1889 hatte der gebürtige Erfurter Dr. Wilhelm Knappe diese von ihm zusammengetragene Sammlung an das städtische Museum verkauft. Knappe war als Kaiserlicher Kommissar und Konsul u.a. auf den Marshallinseln und auf Samoa aktiv. Mit dem vorurteilslosen Blick des völkerkundlich interessierten Diplomaten sammelte er nicht nur Schmuck und Trophäen für die ferne Heimat. Vielmehr zeugen gerade die vielen Alltagsgegenstände vom Interesse für die Kultur der Einheimischen, für die sich Knappe auch dienstlich einsetzte. Obwohl er 1889 auf Samoa in einen unglücklichen kriegerischen Konflikt verwickelt war, galt er auch später als Generalkonsul in China nicht als säbelrasselnder Kolonialist. Zeitgenossen und heutige Forscher zollten und zollen ihm Respekt.

Seine in der DDR-Zeit in Vergessenheit geratene Sammlung erlebte im Jahre 2005 mit der Sonderausstellung in der Kunsthalle „Reisen ins Paradies“ eine großartige Renaissance. Zuvor war die heute zum Museum für Thüringer Volkskunde gehörende Sammlung fachlich aufgearbeitet und restauriert worden. Es erschienen ein Ausstellungskatalog und eine Knappe-Biographie. Das Echo weit über Thüringen und Deutschland hinaus war beachtlich.

Seither ist es allerdings wieder ruhig geworden um die Erfurter Südseesammlung und ihren Schöpfer. Sie kann heute an drei Wochentagen mit eingeschränkten Öffnungszeiten im Schaudepot Benaryspeicher besichtigt werden. (Aktuell gibt es überhaupt keine regelmäßigen Öffnungszeiten mehr, SR) Knappe hat sich nach Ansicht des Kulturausschusses des Stadtrates nicht genügend Verdienste für eine öffentliche Würdigung erworben. Den von Geschichtsverein und Universität gestellten Antrag auf einen Straßennamen lehnte man in seinem 100. Todesjahr 2010 überraschend ab. Die Einschätzung von Wissenschaftlern bezüglich der wertvollen Erfurter Sammlung und des verdienten Hobby-Ethnologen konnte die Mehrheit der Stadträte nicht überzeugen.


Literaturtipps:

Marina Moritz/Kai Uwe Schierz (Hg.): Reisen ins Paradies. Die Erfurter Südseesammlung im Spiegel der Kunst. Erfurt 2005.

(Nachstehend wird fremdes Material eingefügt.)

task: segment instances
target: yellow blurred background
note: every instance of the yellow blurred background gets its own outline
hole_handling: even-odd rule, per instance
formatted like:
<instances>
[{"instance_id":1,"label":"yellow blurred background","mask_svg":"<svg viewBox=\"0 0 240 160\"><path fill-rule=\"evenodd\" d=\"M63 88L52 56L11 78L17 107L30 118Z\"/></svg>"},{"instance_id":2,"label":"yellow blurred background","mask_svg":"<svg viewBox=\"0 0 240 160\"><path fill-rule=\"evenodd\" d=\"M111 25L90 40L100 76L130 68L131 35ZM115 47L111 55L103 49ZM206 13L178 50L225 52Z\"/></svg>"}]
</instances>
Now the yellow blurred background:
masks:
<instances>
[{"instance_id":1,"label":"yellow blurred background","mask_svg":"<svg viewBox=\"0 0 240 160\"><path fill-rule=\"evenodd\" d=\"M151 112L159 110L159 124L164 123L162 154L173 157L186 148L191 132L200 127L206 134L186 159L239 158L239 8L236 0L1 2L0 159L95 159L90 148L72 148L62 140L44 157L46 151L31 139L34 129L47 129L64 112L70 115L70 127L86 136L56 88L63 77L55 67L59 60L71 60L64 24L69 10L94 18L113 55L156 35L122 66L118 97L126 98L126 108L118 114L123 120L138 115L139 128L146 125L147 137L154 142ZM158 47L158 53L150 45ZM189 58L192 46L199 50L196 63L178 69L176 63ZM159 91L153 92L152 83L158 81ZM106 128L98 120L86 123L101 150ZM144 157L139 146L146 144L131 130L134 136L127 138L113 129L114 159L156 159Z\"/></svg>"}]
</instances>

Steffen Raßloff: Wilhelm Knappe (1855-1910). Staatsmann und Völkerkundler im Blickpunkt deutscher Weltpolitik. Jena 2005.

Steffen Raßloff: 100 Denkmale in Erfurt. Geschichte und Geschichten. Mit Fotografien von Sascha Fromm (Thüringen Bibliothek. Bd. 11). Essen 2013.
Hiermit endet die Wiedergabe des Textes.